[Numpy-discussion] genfromtxt - the return
Tue Oct 6 21:40:50 CDT 2009
On Tue, Oct 6, 2009 at 10:08 PM, Bruce Southey <firstname.lastname@example.org> wrote:
> On Tue, Oct 6, 2009 at 4:04 PM, Pierre GM <email@example.com> wrote:
>> On Oct 6, 2009, at 4:43 PM, Christopher Barker wrote:
>>> Pierre GM wrote:
>>>>> I think that the default invalid_raise should be True.
>>>> Mmh, OK, that's a +1/) for invalid_raise=true. Anybody else ?
>>> yup -- make it +2 -- ignoring erreos and losing data by default is a
>>> "bad idea"!
>> OK then, that's enough for me: I'll put invalid_raise as True by
>> default. Note that a warning was emitted no matter what.
>>>>> One 'feature' is that there is no way to indicate multiple
>>>>> when the delimiter is whitespace.
>>>>> A B C D
>>>>> 1 2 3 4
>>>>> 1 4 5
>>> I'd say someone has made a very poor choice of file formats!
> No, just seeing what sort of problems I can create. This case is
> partly based on if someone is using tab-delimited then they need to
> set the delimiter='\t' otherwise it gives an error. Also I often parse
> text files so, yes, you have to be careful of the delimiters. It is
> also arises because certain programs like spreadsheets there is the
> option to merge delimiters - actually in SAS it is default (you need
> to specify the DSD option).
>>> Unless this s a fixed width file, in which case it should be processes
>>> as such, rather than as a delimited one.
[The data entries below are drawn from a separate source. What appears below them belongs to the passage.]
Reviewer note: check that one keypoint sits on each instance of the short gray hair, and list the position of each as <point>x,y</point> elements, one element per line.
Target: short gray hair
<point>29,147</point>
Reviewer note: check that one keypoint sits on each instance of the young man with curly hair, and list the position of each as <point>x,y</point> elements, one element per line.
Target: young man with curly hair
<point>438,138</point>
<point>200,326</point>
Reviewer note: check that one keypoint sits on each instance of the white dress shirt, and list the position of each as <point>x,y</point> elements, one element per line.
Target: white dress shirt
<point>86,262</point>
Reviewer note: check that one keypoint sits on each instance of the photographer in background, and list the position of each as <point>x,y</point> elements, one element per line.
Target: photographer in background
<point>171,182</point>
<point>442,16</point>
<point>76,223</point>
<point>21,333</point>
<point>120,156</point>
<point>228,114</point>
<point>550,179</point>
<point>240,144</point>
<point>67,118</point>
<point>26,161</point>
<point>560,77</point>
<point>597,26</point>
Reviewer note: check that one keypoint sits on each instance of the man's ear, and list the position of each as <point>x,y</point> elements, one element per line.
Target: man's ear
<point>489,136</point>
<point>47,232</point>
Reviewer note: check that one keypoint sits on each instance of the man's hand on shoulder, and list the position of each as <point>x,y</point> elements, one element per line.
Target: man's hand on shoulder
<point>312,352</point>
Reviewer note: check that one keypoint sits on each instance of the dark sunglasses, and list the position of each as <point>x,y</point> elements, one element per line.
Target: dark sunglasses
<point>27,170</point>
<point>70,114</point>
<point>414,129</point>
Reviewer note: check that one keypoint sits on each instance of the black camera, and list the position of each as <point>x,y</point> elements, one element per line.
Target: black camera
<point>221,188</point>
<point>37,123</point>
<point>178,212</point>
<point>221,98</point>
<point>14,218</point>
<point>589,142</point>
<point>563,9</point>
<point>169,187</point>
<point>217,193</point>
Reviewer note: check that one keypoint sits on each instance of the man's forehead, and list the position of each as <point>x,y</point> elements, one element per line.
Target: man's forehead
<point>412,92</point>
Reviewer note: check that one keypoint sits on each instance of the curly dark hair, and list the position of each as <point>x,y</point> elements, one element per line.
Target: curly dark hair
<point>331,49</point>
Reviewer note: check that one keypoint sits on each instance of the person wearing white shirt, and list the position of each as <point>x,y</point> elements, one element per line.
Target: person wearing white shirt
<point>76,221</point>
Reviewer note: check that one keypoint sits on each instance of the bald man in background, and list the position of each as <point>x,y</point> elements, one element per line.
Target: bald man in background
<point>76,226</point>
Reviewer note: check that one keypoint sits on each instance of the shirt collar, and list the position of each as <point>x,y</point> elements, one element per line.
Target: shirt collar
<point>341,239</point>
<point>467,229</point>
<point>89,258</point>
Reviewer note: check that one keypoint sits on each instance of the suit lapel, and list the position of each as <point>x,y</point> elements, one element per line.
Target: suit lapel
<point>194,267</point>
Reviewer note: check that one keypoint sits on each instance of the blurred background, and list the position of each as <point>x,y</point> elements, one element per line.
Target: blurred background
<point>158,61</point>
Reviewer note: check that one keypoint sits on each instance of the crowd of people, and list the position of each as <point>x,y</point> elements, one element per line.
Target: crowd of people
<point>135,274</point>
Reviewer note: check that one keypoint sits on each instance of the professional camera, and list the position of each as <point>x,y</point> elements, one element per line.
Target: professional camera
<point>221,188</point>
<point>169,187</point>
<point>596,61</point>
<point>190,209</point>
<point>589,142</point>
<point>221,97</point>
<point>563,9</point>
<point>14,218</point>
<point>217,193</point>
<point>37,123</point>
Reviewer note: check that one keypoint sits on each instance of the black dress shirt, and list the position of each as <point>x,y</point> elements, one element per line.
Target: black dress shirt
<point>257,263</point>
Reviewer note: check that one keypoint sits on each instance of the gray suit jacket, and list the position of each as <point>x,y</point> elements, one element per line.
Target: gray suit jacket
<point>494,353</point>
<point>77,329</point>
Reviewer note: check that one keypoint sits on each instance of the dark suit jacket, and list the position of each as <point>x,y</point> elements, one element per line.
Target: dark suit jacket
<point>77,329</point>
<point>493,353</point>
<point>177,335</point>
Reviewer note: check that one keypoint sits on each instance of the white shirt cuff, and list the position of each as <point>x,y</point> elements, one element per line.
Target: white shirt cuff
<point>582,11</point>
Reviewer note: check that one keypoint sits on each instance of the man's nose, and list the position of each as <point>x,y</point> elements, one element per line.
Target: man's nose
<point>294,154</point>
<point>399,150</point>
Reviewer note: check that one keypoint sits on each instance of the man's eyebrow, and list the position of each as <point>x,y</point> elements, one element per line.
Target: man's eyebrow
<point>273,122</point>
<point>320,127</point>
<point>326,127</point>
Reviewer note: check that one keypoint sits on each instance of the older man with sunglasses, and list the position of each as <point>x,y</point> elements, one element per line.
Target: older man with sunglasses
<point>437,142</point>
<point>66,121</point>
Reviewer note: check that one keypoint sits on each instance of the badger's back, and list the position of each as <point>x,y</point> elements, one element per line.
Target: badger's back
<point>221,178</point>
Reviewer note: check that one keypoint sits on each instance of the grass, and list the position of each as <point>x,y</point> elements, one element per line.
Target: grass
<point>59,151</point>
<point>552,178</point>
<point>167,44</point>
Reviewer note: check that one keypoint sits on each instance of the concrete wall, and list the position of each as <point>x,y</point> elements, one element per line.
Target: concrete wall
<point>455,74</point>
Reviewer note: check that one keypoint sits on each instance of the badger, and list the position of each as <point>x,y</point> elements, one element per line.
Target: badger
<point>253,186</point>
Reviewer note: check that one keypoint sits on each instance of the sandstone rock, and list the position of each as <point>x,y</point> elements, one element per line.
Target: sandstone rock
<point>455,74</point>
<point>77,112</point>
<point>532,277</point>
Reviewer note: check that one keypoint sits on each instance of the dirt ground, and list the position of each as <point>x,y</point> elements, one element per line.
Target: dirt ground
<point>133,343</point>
I suppose it wouldn't hurt to
>>> add that feature to genfromtxt.. or is it there already. Perhaps
>>> what this means:
>>>> Have you tried using a sequence of integers for the delimiter ?
>> Yes, if you give a sequence of integers as delimiter, it is
>> interpreted as the length of each field. At least, should be.
> More to learn and test.
There's an example on using the fixed-width delimiter here:
As far as I know, it works fine.
> Anyhow, I am really impressed on how this function works.
Agreed. Genfromtxt and the derived are very useful.